Below are 5 vendors that will help you get started.
Grainger is one of the easiest vendor accounts to acquire and signing up for an account is quick and free. The company reports to Dun & Bradstreet and sells a wide range of items, including hardware tools, plumbing supplies, janitorial products, and safety equipment. Due to their wide variety of products, you are likely to find something that your company needs.
To qualify, you will need a business license, EIN, and a DUNS number.
With Grainger, it is easy to get approval for credit below $1000, even for new businesses that do not have much credit history. For credit above $1000, you will need trade and bank references.
This is another account that is easy to get and useful in building a credit history. Like Grainger, Uline also offers a wide range of products that most businesses need, such as office supplies and furniture, shipping boxes, and food service supplies.
Uline reports to Dun & Bradstreet and Experian. To get vendor credit, you will need a DUNS number, two references, and a bank reference. Shop for the items you need then use the net-30 option when checking out. A successful checkout means you have been approved. If you have a limited credit history, you may have to prepay for your first few orders in order to be approved for net-30 payment terms.

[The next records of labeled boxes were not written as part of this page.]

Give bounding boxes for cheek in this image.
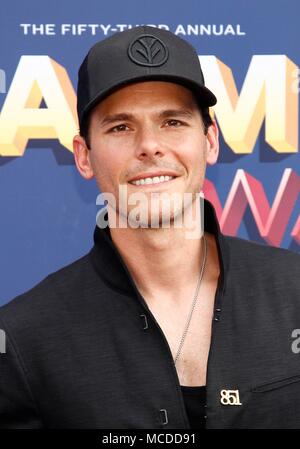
[91,148,124,191]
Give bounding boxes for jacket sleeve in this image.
[0,318,43,429]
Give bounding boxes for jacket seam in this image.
[0,317,44,427]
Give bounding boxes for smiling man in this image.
[0,26,300,429]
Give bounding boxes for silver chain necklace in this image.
[174,233,207,365]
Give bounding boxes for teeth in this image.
[131,175,174,186]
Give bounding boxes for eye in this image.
[166,119,184,128]
[108,123,129,133]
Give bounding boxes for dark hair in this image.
[79,105,213,149]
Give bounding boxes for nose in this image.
[136,124,165,160]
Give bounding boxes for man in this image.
[0,26,300,429]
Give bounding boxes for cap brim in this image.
[80,74,217,122]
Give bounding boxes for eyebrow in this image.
[100,109,193,126]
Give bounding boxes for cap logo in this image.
[128,34,169,67]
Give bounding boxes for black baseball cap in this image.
[77,26,217,126]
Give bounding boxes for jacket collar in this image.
[89,199,229,300]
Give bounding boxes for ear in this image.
[206,120,219,165]
[73,135,94,180]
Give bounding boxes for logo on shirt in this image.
[220,390,242,405]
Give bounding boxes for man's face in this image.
[74,81,218,226]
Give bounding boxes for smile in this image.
[130,175,175,186]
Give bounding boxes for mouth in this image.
[128,174,178,187]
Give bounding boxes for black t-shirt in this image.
[181,385,206,429]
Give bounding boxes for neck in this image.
[110,200,218,303]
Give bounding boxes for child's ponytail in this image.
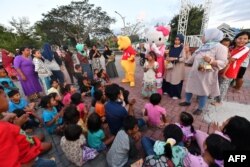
[164,143,173,159]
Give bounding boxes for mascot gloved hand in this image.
[145,26,170,94]
[117,36,136,87]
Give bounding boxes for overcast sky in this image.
[0,0,250,30]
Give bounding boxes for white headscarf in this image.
[196,28,224,52]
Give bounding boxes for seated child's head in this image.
[118,85,129,105]
[180,111,194,132]
[61,84,77,95]
[222,116,250,150]
[13,109,28,130]
[8,90,21,102]
[75,64,82,72]
[123,115,139,135]
[0,66,7,78]
[97,69,105,78]
[94,69,99,75]
[64,124,82,141]
[163,124,183,159]
[49,92,62,102]
[71,93,83,105]
[63,105,80,125]
[87,113,102,133]
[50,79,59,89]
[94,82,104,91]
[40,95,57,108]
[180,111,194,126]
[32,49,42,59]
[0,88,9,114]
[82,77,89,85]
[94,90,103,101]
[105,84,121,101]
[203,134,234,166]
[149,93,161,106]
[1,81,10,88]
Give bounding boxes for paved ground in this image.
[40,54,250,167]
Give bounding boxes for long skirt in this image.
[162,80,183,99]
[106,61,118,78]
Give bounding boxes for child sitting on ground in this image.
[143,93,167,128]
[90,82,104,97]
[71,93,88,122]
[87,113,114,152]
[175,112,201,155]
[8,90,43,127]
[97,69,110,85]
[48,80,61,96]
[40,95,63,134]
[61,84,76,106]
[0,66,18,94]
[93,69,100,82]
[60,124,86,166]
[176,112,195,144]
[94,90,106,122]
[183,134,234,167]
[63,104,88,134]
[49,93,64,112]
[106,116,141,166]
[13,109,52,153]
[80,77,91,96]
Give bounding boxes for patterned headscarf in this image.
[195,28,224,53]
[76,43,84,54]
[42,43,54,61]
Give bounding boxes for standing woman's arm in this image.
[14,56,26,81]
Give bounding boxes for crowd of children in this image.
[0,30,250,167]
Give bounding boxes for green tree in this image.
[0,18,41,52]
[170,5,204,43]
[36,0,115,45]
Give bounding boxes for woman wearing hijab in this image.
[179,28,228,115]
[14,47,42,100]
[163,34,189,100]
[76,43,93,79]
[103,45,118,78]
[42,43,64,83]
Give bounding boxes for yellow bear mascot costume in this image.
[117,36,136,87]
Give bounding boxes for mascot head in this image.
[146,26,170,46]
[117,36,131,50]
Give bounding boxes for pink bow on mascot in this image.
[145,26,171,94]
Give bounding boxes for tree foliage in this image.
[170,6,204,43]
[0,17,41,52]
[36,0,115,45]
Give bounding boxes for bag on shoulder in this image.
[165,61,174,69]
[143,155,169,167]
[83,146,98,162]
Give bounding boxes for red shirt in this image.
[225,46,249,79]
[122,46,136,60]
[0,121,41,167]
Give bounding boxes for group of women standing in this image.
[142,28,250,115]
[13,43,118,100]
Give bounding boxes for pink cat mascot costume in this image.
[145,26,170,94]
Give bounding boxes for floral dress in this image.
[142,62,159,97]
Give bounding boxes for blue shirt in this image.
[42,107,62,134]
[0,77,17,94]
[105,101,128,135]
[9,98,28,112]
[88,129,105,149]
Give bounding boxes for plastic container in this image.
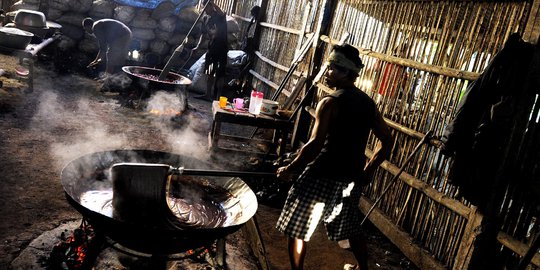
[254,92,264,114]
[261,99,279,116]
[248,90,257,114]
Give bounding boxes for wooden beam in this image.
[366,149,471,218]
[255,51,305,77]
[523,0,540,44]
[359,197,447,270]
[249,69,279,89]
[321,34,480,81]
[497,232,540,267]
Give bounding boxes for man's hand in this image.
[86,58,102,68]
[277,166,293,182]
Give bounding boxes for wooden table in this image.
[208,101,294,156]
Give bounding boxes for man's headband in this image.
[328,51,364,74]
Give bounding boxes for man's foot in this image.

Quill sells office, cleaning, and packaging supplies and also reports to Dun & Bradstreet. You will need to fill out a profile when opening an account. You will be asked what industry the business belongs to and what year the company was established, but don’t worry, because even new businesses can get approved.
Similar to the first two vendors, Quill also offers a huge inventory of merchandise. Just add your chosen items to your cart then choose “order now and pay later” upon checkout. Quill takes 1-2 hours to review your application for net-30 terms if you shop during business hours, or up to 1 business day if you shop outside business hours.
If you have limited or no credit history, you will be asked to pre-pay for your orders for 90 days. Quill will then review your account and set up net-30 terms.
Staples is a retailer of office supplies and reports to Dun & Bradstreet. Smaller businesses with limited credit history can usually get a $1000 credit line with net-30 terms.
This IT company reports to Experian and CreditSafe and provides an online credit application for companies.
It’s important to understand that when you start building business credit your credit history will be very young, and it is crucial that you pay all the accounts at or before the payment deadline. Once you have several vendor accounts reporting to the big business credit bureaus, you can now start getting credit from other providers such as Office Depot, Conoco, BP, Visa, and MasterCard.
Once you have started to build your credit score, it will be much easier for you to obtain a business line of credit and other types loans such as SBA loan or short term loans for buying equipment, hiring staff, increasing inventory, paying invoices, and more.